US Federal Reserve Chairman Jerome Powell testifies before the House Financial Services Committee during the Monetary Policy and the State of the Economy hearing on Capitol Hill in Washington D.C., the United States, on February 11. Photo: Xinhua

The world's largest economy added 2.5 million jobs and the unemployment rate fell in May, according to the Labor Department, even as COVID-19 remains a threat to daily life.

The Fed moved swiftly and aggressively as soon as the pandemic struck, even before businesses were shut down nationwide, as the policy-setting Federal Open Market Committee (FOMC) slashed its key lending rate to zero in March. The central bank also rolled out trillions of dollars in liquidity to support battered markets, and provide lending to large and medium businesses as well as state and local governments. And Fed chair Jerome Powell has vowed to do more, if necessary.

US President Donald Trump who is counting on a solid economic recovery to boost his chances of winning a second term in November, cheered the better-than-expected job numbers. But despite the unexpected good news the economy remains in trouble and BBVA Research's chief US economist Nathaniel Karp does not expect the FOMC to waver from its stance any time soon. "While there are some early signs that the worst part of the crisis has passed, we expect that the Fed will reaffirm its commitment to doing whatever it takes while also reflecting on how the committee is viewing the current crisis," he said.
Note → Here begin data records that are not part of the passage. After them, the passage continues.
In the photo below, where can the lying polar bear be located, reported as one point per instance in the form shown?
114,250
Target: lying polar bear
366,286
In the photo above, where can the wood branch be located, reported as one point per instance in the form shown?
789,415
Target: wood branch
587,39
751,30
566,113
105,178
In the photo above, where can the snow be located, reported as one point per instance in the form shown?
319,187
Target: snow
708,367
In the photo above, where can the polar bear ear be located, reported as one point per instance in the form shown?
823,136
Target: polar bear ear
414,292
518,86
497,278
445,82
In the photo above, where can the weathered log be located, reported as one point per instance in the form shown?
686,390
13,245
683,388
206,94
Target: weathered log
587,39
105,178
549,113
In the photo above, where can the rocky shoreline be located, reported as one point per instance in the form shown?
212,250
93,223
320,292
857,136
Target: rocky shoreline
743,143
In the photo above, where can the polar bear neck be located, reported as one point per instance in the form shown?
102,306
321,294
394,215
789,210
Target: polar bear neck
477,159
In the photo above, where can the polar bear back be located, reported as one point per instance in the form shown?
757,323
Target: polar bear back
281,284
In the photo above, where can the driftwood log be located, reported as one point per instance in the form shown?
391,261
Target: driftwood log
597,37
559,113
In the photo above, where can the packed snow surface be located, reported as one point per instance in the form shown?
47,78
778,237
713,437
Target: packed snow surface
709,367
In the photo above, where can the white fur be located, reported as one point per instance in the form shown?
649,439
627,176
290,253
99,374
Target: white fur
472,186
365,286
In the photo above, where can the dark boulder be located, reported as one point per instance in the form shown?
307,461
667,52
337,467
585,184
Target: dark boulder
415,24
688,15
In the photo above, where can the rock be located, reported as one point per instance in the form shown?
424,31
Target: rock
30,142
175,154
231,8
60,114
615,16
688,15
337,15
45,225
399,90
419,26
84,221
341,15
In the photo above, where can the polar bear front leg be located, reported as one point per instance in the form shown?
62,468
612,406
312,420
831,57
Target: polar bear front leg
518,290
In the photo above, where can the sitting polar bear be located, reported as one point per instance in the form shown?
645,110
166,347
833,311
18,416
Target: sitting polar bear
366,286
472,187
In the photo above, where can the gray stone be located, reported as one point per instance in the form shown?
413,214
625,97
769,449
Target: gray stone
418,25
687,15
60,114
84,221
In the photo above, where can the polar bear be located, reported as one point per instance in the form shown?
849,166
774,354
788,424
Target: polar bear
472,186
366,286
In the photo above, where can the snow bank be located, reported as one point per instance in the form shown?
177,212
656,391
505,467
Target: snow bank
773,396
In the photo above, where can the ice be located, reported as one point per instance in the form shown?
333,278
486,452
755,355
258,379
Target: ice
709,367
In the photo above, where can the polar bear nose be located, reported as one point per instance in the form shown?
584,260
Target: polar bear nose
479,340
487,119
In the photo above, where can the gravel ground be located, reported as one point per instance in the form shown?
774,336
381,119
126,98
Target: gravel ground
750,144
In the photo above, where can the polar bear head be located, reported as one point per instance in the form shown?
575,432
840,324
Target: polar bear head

The virus itself remains a real threat, with cases continuing to climb in the United States, home to the world's worst outbreak with more than 108,000 dead - meaning life and commerce are not yet back to normal.

Powell has warned of the dire state of the US economy, and said economic data in the April-June quarter "will be very, very bad" - potentially falling 20 to 30 percent. "There will be a big decline in economic activity, big increase in unemployment," he said in a CBS interview in May.